El color es uno de los indicadores más importantes de calidad y frescura de muchos productos de la industria alimentaria, incluido el azúcar. Los consumidores dependen del color y el aspecto antes de utilizar el azúcar porque son las pocas propiedades del producto visibles para el ojo humano. Mientras que los consumidores confían en el color del azúcar para su aceptabilidad, los procesadores de alimentos dependen de él para cumplir las normas de procesamiento y control de calidad durante el refinamiento.
¿Qué es la consistencia del color?
La consistencia del color consiste en medir las diferencias de cromaticidad entre dos colores. En el procesado de alimentos, este procedimiento puede incluir la comparación del color de un producto con una carta u otro estándar de color.
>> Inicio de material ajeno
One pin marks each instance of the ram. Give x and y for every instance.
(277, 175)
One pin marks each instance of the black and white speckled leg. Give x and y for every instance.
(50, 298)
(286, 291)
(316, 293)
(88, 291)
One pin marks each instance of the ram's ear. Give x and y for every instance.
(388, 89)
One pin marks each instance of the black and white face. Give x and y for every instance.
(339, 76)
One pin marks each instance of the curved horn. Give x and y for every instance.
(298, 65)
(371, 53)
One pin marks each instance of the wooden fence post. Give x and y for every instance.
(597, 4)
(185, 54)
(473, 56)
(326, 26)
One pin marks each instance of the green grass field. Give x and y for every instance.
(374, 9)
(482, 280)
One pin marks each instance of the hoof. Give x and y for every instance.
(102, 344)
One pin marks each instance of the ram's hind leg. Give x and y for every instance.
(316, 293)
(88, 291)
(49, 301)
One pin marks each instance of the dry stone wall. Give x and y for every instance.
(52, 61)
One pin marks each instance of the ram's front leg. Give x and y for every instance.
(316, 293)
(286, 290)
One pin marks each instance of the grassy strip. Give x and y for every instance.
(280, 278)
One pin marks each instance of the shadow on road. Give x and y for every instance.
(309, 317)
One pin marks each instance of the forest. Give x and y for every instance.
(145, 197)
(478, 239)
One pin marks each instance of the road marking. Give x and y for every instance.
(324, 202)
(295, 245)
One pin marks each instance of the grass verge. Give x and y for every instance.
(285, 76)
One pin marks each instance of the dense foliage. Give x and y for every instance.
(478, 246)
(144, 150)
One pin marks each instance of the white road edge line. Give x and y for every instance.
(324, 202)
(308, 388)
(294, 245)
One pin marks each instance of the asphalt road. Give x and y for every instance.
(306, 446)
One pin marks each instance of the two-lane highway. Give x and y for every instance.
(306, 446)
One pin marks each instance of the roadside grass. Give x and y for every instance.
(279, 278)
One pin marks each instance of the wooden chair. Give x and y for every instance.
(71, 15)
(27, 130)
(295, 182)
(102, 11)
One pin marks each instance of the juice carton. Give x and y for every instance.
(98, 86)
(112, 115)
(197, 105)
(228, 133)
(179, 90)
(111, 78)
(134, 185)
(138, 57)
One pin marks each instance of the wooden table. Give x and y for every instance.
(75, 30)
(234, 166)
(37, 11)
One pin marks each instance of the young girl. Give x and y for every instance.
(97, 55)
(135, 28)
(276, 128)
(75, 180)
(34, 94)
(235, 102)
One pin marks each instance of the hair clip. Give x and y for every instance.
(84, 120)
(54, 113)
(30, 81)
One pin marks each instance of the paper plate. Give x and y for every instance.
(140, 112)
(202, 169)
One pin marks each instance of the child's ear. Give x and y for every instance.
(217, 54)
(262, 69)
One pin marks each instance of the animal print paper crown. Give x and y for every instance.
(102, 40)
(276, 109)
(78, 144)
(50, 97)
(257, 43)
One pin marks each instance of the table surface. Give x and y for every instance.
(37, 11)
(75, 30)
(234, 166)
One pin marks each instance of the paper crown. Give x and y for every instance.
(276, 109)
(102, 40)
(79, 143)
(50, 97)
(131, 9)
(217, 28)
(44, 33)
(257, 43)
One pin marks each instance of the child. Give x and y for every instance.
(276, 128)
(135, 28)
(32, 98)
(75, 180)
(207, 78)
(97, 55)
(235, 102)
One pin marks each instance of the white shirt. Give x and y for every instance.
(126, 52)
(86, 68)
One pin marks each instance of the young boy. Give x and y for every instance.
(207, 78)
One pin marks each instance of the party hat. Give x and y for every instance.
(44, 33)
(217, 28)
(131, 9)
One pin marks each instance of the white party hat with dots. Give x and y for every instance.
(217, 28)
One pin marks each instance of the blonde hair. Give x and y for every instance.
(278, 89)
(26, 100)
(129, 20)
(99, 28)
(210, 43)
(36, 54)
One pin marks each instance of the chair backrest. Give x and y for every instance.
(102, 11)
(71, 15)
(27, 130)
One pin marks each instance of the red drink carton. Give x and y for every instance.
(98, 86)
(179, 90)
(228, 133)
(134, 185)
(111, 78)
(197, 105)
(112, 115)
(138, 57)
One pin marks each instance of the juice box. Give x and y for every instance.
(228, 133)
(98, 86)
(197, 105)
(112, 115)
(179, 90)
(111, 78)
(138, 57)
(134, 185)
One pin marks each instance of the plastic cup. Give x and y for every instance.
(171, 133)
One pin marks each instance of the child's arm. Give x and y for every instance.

La cromaticidad es fundamental porque indica el color real de un producto sin tener en cuenta el brillo o el efecto de la luz sobre la superficie del producto.
Por qué es importante la uniformidad del color en la industria azucarera
Las empresas procesadoras fabrican azúcar extrayendo el jugo de las plantas de caña de azúcar o remolacha azucarera. Estas empresas pueden producir diversos colores y grados de azúcar ajustando la melaza y utilizando variaciones en el secado, la limpieza y la cristalización. La cantidad de melaza en los cristales es el principal factor determinante del color del azúcar, que influye en el aspecto del producto y en la percepción de su sabor.
Cuanto más se procesa el azúcar, más color pierde. Las empresas deben controlar cuidadosamente el color a lo largo de todo el proceso de refinado para mantener niveles constantes de sabor y cumplir al mismo tiempo las normas exigidas por la industria.